I work in the Nuffield Department of Medicine at the University of Oxford,
and I'm going to talk about the immune responses to viruses.
0:09
The aims of this talk are to overview the roles of
adaptive immunity in responses to virus infection and learn about
some of the methods used to investigate the world of specifically T cells in immunity to
infection using neuron systems and what we've learned from those experimental systems.
Then we're going to look at what happens in studies of human infection.

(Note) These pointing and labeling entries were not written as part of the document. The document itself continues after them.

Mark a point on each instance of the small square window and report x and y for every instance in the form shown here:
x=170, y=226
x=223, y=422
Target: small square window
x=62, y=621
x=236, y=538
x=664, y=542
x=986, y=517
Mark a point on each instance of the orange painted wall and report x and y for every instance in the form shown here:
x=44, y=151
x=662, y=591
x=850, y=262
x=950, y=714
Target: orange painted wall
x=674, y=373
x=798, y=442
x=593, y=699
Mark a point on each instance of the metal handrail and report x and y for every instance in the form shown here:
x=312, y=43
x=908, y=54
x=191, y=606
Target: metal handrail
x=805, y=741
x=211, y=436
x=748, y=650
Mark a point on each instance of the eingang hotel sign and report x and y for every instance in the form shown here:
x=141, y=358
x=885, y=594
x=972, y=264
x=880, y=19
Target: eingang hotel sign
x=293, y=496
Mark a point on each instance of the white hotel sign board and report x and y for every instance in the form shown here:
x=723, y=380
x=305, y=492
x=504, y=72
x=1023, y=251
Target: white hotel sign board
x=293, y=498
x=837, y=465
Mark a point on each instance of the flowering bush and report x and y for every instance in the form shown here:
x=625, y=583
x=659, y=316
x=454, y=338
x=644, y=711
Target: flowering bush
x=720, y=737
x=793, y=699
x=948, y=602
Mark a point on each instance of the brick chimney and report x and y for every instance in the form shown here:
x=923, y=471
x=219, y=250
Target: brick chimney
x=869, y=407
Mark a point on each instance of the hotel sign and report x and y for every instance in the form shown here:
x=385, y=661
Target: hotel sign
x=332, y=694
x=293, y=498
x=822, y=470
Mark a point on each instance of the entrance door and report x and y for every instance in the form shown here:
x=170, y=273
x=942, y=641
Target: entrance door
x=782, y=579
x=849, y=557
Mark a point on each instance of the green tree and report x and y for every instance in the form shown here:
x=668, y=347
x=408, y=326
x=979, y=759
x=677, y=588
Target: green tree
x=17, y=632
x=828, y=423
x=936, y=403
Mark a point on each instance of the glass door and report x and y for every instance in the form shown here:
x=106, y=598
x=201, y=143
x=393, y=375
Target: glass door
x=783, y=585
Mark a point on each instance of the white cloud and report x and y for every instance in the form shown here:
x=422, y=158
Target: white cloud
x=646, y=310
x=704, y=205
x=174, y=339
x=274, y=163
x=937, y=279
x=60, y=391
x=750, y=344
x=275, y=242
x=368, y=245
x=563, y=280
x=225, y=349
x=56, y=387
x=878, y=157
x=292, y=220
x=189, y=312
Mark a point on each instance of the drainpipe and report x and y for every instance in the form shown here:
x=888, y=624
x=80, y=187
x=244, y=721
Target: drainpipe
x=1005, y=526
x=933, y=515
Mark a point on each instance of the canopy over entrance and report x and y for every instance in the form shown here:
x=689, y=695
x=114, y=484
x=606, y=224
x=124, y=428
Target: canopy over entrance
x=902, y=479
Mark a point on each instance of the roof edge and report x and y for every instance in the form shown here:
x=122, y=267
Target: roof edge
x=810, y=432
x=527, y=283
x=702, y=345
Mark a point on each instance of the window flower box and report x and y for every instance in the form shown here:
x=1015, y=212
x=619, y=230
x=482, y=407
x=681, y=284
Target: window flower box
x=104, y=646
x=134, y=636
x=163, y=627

And hopefully through all of this we'll understand
the key mechanisms that regulate the immune responses to
infection and particularly chronic infections,
of which the most important two are escape and exhaustion.
0:42
In this figure, we're looking at adaptive immune responses to
a virus infection, and the point of this slide is to show
that the different types of immunity are linked together.

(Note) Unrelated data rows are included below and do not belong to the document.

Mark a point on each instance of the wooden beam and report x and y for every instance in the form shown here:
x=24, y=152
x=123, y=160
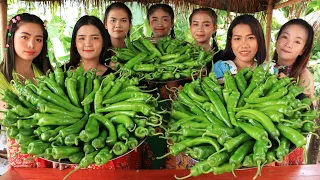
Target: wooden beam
x=284, y=4
x=3, y=24
x=269, y=27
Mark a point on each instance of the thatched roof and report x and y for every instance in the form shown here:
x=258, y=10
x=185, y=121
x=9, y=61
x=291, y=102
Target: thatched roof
x=240, y=6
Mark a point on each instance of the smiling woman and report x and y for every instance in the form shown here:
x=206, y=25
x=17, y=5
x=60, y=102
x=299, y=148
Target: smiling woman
x=245, y=46
x=89, y=45
x=25, y=54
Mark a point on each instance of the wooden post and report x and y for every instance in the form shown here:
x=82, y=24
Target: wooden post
x=3, y=24
x=269, y=27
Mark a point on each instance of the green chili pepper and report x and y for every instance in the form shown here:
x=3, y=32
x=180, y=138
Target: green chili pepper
x=76, y=157
x=103, y=156
x=112, y=138
x=37, y=147
x=240, y=154
x=91, y=130
x=294, y=136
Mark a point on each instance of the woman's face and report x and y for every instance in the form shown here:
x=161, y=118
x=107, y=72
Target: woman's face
x=160, y=23
x=291, y=43
x=28, y=41
x=89, y=42
x=244, y=44
x=117, y=23
x=202, y=27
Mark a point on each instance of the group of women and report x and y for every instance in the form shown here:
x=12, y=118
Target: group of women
x=26, y=49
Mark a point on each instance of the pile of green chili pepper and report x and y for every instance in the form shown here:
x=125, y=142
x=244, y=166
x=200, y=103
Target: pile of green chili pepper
x=167, y=59
x=253, y=119
x=79, y=116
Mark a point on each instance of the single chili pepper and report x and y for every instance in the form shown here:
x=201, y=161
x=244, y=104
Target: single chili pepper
x=88, y=148
x=27, y=123
x=231, y=104
x=76, y=157
x=90, y=98
x=213, y=119
x=136, y=60
x=59, y=77
x=61, y=152
x=277, y=95
x=271, y=156
x=310, y=115
x=119, y=148
x=132, y=143
x=221, y=112
x=309, y=127
x=255, y=132
x=37, y=147
x=263, y=119
x=124, y=96
x=280, y=84
x=201, y=152
x=294, y=136
x=240, y=154
x=10, y=115
x=125, y=120
x=190, y=90
x=141, y=132
x=282, y=108
x=52, y=84
x=25, y=102
x=229, y=82
x=48, y=108
x=283, y=148
x=71, y=139
x=129, y=106
x=85, y=161
x=91, y=130
x=72, y=129
x=112, y=138
x=256, y=80
x=24, y=141
x=48, y=135
x=176, y=125
x=12, y=132
x=21, y=111
x=57, y=100
x=7, y=122
x=223, y=138
x=103, y=156
x=260, y=150
x=100, y=141
x=215, y=87
x=226, y=167
x=53, y=119
x=241, y=81
x=235, y=142
x=248, y=161
x=81, y=83
x=72, y=91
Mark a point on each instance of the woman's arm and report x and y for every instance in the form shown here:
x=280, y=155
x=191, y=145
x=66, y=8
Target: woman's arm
x=306, y=80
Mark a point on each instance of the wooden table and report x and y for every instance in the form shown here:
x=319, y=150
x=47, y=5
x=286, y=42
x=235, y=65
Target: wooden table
x=304, y=172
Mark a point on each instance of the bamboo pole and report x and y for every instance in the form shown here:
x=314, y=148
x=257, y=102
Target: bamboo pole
x=269, y=27
x=284, y=4
x=3, y=23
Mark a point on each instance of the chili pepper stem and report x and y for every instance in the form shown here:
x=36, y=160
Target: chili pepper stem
x=258, y=169
x=161, y=157
x=71, y=172
x=184, y=177
x=232, y=169
x=312, y=134
x=131, y=130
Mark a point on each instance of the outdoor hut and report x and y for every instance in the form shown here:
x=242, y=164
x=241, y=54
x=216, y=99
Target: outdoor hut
x=238, y=6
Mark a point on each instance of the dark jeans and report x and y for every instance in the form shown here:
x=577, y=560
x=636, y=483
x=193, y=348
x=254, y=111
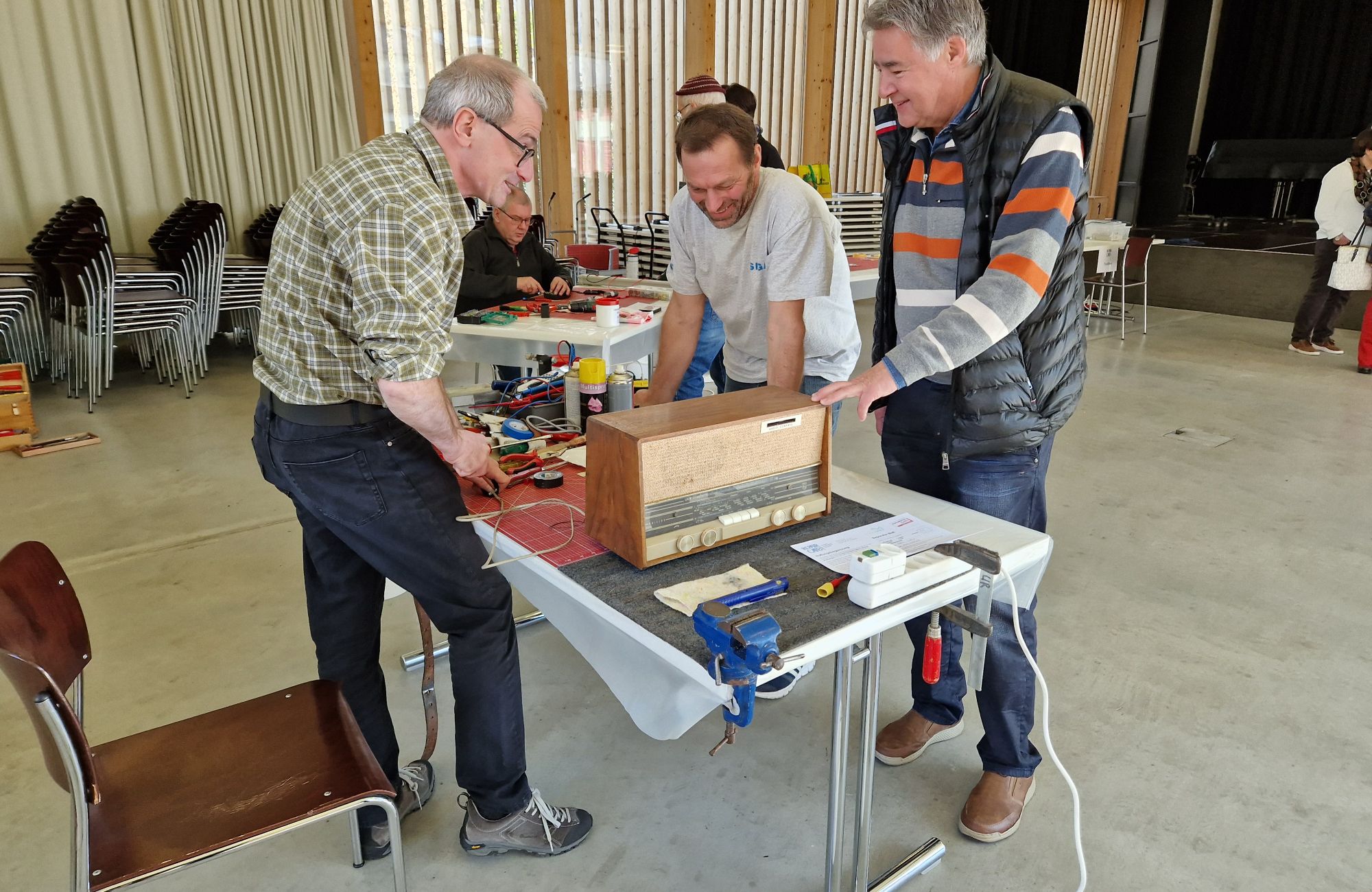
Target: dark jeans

So you can see there's a CD8+ T cell,
a CD4+ T cell, and a B cell.
They're all recognising different parts of the virus.
They're using similar tools,
but they're doing it in parallel ways.
So between them they can get a good grip on
what's going on in terms of a virus infection.
So let's start with the CD8+ T cell that has a T cell receptor,
which is recombined to create an enormous amount of diversity.

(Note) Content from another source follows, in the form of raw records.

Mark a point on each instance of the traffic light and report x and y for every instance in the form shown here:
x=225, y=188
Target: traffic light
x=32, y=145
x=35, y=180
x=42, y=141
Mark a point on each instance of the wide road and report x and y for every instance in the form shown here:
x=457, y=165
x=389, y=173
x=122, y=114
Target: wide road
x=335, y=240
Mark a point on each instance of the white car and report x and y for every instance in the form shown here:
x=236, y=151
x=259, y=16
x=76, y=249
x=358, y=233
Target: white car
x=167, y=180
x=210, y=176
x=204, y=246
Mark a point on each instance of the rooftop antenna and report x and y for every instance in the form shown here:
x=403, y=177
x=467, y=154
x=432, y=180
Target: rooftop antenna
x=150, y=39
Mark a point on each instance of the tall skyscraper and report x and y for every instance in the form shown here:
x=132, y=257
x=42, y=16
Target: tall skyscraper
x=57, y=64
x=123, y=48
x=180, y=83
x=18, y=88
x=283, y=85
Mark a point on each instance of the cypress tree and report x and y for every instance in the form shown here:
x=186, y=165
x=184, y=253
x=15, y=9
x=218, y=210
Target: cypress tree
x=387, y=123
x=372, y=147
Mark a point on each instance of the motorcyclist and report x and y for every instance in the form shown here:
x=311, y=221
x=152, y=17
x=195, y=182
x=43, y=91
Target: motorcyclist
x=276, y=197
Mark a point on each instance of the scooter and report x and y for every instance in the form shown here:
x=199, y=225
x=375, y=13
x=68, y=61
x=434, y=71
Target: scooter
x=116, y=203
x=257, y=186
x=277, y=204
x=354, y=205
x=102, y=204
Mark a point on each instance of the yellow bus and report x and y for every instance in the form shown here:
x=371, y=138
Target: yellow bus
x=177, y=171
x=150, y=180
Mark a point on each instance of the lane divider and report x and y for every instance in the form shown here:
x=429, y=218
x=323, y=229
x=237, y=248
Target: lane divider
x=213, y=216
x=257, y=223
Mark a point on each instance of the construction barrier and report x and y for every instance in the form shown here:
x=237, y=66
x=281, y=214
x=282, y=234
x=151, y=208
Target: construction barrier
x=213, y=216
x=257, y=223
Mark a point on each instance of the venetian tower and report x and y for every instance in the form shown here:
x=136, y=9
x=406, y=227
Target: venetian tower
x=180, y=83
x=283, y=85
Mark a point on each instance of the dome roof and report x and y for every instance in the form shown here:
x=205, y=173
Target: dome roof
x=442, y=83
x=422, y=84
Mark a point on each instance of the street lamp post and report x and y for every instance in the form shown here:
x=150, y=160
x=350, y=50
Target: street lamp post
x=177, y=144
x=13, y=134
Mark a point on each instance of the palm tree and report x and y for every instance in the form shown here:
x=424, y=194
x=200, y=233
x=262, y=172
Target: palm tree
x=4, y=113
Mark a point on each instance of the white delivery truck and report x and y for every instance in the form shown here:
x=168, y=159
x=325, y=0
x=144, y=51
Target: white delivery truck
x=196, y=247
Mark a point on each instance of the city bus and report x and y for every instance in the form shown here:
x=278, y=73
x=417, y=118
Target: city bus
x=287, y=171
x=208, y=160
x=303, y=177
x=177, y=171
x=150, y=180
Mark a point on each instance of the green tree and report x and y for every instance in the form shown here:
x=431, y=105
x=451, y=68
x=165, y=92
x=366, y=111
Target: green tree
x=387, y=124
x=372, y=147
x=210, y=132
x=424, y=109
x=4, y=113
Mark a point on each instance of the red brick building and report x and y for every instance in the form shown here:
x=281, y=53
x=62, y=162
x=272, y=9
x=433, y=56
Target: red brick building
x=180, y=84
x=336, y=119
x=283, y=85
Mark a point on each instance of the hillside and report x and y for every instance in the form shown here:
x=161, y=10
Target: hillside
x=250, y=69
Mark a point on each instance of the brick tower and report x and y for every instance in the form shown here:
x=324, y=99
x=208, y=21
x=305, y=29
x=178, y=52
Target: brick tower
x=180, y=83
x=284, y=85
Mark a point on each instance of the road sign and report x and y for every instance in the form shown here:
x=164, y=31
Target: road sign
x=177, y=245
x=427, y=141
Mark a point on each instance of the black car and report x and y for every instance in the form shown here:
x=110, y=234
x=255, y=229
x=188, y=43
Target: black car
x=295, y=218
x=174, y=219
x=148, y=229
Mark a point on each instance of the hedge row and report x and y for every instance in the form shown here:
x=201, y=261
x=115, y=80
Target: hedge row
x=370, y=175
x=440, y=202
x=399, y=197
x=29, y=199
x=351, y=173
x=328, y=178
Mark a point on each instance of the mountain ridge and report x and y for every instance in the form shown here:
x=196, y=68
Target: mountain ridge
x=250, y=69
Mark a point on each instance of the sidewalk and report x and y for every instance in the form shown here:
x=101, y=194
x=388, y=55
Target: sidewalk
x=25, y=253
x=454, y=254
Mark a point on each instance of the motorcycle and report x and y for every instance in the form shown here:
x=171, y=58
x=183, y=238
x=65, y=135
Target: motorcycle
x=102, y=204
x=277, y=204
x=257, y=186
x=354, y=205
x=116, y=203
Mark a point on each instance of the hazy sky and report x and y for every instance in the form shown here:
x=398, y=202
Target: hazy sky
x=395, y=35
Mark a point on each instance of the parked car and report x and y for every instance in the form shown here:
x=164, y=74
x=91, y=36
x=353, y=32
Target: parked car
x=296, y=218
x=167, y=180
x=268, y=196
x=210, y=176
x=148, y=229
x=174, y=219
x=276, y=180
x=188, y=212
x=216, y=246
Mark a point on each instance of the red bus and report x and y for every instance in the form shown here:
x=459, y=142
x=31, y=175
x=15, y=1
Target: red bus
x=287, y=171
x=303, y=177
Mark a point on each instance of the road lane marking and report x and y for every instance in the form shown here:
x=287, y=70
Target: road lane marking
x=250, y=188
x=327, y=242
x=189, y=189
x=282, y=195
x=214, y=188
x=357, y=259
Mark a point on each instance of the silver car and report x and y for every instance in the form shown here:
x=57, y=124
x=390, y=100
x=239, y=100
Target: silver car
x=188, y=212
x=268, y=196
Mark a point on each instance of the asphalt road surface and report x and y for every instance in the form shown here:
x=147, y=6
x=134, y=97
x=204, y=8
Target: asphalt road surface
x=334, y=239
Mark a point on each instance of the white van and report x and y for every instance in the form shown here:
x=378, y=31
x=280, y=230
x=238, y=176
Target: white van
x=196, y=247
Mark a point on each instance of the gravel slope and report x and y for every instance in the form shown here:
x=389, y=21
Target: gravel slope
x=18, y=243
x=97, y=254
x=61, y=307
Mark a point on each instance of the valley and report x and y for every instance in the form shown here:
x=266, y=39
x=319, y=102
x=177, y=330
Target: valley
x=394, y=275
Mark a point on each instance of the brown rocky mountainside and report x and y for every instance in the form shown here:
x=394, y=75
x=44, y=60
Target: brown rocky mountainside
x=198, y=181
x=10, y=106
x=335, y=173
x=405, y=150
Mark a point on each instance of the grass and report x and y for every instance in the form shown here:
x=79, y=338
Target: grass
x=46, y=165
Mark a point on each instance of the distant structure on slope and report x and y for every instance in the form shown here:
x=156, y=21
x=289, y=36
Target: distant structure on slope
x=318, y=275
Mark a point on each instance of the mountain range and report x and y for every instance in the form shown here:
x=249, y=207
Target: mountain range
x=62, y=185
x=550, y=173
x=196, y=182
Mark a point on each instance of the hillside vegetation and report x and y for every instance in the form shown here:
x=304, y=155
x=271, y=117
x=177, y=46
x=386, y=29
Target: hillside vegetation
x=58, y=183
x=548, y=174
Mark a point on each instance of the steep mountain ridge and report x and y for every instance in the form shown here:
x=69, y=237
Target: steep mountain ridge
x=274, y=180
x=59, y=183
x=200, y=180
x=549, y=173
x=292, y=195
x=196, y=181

So the T cell receptors can recognise MHC molecules,
which are illustrated binding a peptide which is bound to
the group of the MHC class I molecule that can be recognised by the T cell.
Now how does that peptide get there?
The virus infects a cell and a protein from the virus is generated.
And like all cellular proteins,
these are then degraded by the proteosome and
small peptides are pushed through the TAP transporter and
loaded in the endoplasmic reticulum onto the class I molecule and pushed
to the surface of the cell as a complex with beta-2 microglobulin.
So the CD8+ T cell in this sense is recognising
proteins from the virus that are present within the cell.